New Revelations Blame Veteran Deaths on Secret VA Waiting Lists
Reports indicate that the Veterans Affairs Hospital in Phoenix has been forcing sick veterans to languish on secret waiting lists for months before receiving treatment.
According to documents and interviews obtained by CNN, VA whistleblowers allege that forty veterans have died while waiting on these secret lists.
At least 26 VA facilities nationwide are now being investigated after these reports emerged. The VA Hospital in Phoenix faces some of the most egregious accusations.
Several whistleblowers came forward to accuse the Phoenix VA of hiding a large backlog of patients waiting to be seen by creating two distinct lists: One to be shown to overseers in Washington, and one which actually determined who was seen.
Secret Waiting Lists
Pursuant to these documents, when a veteran would come to the Phoenix VA Hospital seeking treatment, the VAs employees would make him or her an appointment on their computer system. Rather than saving the appointment, the scheduler would print out a screenshot of the veterans information, but would not save it in the system. This screenshot would be used to make a secret, physical list without leaving an electronic record.
The veteran might stay on the secret list for months or even years waiting for an appointment. Once an appointment was made, his or her information was re-entered into the electronic system and saved, making it appear as if the veteran had only waited a few days for an appointment. This electronic list was then submitted to the federal VA system to show compliance with wait times. Whistleblowers estimated that 1,400 to 1,600 veterans are on these secret lists.
CNN also obtained email communications which showed that the Phoenix VAs top hospital management, including Director Sharon Helman, were aware of and encouraged this practice to VA employees.
The White House has sent a top aide to Phoenix to analyze the situation. The federal government has ordered the Phoenix VA to freeze and preserve all official records for review, though VA Secretary Eric Shinseki has already acknowledged that some notes and records have been destroyed.

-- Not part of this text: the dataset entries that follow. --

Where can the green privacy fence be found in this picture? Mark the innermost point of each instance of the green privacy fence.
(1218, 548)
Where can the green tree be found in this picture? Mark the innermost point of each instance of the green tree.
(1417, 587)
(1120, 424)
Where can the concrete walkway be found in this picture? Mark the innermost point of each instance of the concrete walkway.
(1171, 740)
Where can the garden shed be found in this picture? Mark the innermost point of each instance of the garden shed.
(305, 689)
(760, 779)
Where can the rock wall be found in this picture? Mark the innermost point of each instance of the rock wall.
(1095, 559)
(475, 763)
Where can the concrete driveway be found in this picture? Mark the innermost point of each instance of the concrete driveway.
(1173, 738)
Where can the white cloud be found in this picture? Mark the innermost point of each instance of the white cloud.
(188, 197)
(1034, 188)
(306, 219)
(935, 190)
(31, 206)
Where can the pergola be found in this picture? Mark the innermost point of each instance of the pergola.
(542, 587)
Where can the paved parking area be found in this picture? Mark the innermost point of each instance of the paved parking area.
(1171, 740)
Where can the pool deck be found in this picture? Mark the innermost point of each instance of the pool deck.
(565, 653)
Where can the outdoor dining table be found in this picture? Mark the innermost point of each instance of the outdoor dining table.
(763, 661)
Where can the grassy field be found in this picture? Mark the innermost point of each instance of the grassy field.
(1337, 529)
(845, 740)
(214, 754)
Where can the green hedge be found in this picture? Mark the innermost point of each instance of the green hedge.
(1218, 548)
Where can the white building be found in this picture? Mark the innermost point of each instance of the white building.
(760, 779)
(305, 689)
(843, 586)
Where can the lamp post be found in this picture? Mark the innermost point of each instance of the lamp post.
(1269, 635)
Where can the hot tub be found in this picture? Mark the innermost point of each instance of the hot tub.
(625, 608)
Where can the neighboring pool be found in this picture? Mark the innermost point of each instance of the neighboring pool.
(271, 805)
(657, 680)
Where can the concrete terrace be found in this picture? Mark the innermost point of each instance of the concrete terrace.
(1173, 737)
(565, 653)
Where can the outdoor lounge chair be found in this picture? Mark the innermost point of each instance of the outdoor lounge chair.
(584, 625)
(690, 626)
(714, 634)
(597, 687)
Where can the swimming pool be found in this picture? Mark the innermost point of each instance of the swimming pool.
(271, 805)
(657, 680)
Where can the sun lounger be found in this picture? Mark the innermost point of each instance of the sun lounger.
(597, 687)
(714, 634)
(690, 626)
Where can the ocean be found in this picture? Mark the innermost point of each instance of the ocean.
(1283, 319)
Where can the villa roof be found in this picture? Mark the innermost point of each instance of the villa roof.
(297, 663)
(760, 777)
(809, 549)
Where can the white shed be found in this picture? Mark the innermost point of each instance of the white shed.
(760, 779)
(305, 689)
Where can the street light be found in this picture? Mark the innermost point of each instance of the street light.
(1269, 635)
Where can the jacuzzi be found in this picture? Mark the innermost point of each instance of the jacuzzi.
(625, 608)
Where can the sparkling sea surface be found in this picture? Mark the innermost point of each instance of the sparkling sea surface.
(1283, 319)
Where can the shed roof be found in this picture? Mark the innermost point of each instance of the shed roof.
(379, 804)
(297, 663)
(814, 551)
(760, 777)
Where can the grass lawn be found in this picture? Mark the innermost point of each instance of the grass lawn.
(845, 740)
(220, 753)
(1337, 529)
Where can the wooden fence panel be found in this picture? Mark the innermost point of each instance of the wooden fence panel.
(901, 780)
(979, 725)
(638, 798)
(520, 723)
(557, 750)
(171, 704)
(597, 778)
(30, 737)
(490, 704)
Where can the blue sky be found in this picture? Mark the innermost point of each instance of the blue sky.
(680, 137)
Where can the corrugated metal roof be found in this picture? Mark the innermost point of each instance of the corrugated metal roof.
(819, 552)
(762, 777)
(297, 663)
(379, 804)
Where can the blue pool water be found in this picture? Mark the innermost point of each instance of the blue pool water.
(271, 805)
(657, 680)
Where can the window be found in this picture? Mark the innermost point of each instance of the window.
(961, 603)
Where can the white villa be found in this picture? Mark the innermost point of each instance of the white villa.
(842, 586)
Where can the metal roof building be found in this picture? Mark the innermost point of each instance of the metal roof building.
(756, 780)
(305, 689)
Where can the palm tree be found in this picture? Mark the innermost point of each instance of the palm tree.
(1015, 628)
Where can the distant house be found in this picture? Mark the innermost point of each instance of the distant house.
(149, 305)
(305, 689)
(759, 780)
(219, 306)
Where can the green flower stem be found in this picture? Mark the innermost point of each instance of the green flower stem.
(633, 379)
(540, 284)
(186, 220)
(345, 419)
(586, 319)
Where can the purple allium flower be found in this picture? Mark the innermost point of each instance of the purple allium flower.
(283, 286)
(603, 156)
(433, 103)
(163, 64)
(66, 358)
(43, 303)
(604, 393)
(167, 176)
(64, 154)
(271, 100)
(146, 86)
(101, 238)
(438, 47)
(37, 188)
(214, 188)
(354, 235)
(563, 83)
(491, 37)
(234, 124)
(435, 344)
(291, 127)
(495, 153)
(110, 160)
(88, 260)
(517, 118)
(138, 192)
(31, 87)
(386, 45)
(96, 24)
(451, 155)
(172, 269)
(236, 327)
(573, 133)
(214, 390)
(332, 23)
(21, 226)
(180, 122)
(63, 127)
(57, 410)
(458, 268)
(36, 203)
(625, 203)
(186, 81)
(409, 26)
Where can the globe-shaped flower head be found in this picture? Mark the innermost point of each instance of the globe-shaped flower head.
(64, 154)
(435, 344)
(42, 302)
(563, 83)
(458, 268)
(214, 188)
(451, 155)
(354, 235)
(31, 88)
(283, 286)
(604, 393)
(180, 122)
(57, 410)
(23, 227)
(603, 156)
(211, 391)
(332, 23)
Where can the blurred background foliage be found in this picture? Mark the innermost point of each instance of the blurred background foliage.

Additionally, the U.S. House of Representatives recently passed the VA Management Accountability Act, which will hopefully curb some of these abuses. It is yet to be seen whether or not the Senate will also pass this act.
Phoenix VA Director Sharon Helman was placed on leave after these allegations surfaced. She has also been ordered to repay nearly $10,000 in bonuses she received from the government for keeping veteran wait times low.
It remains to be seen how these accusations will affect veterans health care in the near future or in the long term. One thing is for certain, however: Our veterans deserve better.